0

I'm working on a code to translate strings in HTML.

More specifically, my objective is to perform string replacement. The steps are: file parsing, identifying the string in line (if there is one), and finally replacing this string by its translated version, taken from a dictionary.

I got valuable help here, on html parsing and string replacement for each line.

To open the html file as a txt, and sweep through it line by line, I took an example here.

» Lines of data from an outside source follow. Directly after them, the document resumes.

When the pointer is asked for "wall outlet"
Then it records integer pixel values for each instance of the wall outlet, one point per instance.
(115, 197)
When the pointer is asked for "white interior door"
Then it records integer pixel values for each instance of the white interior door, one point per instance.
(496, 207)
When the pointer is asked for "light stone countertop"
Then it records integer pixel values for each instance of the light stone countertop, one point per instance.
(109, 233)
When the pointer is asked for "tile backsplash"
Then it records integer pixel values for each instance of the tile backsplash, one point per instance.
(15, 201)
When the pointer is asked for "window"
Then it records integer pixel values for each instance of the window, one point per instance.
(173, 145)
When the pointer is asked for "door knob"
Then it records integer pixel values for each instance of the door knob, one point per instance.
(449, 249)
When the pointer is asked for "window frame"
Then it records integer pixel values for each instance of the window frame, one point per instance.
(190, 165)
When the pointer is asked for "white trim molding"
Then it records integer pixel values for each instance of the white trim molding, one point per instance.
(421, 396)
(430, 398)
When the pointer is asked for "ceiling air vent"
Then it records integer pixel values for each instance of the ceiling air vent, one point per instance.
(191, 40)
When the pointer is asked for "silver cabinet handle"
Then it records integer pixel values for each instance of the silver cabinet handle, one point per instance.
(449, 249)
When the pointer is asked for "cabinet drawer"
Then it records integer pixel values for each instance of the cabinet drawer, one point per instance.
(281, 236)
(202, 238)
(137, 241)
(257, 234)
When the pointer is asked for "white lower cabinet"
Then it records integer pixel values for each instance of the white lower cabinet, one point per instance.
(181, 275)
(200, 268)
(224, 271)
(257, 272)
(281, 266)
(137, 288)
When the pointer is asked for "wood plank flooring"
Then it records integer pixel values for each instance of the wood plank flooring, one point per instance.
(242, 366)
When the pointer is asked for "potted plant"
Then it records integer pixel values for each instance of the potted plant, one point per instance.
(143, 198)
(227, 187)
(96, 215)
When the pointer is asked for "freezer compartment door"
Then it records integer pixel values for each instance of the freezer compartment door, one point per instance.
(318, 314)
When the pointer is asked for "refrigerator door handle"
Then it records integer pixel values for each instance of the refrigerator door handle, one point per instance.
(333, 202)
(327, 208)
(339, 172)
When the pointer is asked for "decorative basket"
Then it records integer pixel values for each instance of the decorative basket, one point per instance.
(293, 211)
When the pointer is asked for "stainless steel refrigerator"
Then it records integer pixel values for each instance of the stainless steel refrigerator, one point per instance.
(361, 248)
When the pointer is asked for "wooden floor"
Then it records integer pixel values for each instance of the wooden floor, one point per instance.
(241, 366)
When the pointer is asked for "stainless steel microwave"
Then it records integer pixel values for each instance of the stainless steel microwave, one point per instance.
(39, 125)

Using knowledge from both the examples, I wrote the code below:

from bs4 import BeautifulSoup
from bs4 import SoupStrainer
from html_dictionary import port_eng

def str_replace_port_eng(file_name, tag_name):

with open(file_name, 'rb') as src:
    doc = src.read()
    soup = BeautifulSoup(doc, 'html.parser')
    src.close()

only_tag_name = soup.find_all(str(tag_name))

with open("new_file.html", "w") as outf:
    for line in soup:
        for html_line in range(len(only_tag_name)):
            pt_word = str(only_tag_name[html_line].text).strip()
            pt_word = pt_word.strip('+')
            pt_word = pt_word.strip(' ')

            if pt_word != "":
                en_word = port_eng[pt_word]
                new_line = (str(only_tag_name[html_line]).replace(pt_word, en_word))
                outf.writelines(new_line)
            else:
                en_word = pt_word
                new_line = (str(only_tag_name[html_line]).replace(pt_word, en_word))
                outf.writelines(new_line)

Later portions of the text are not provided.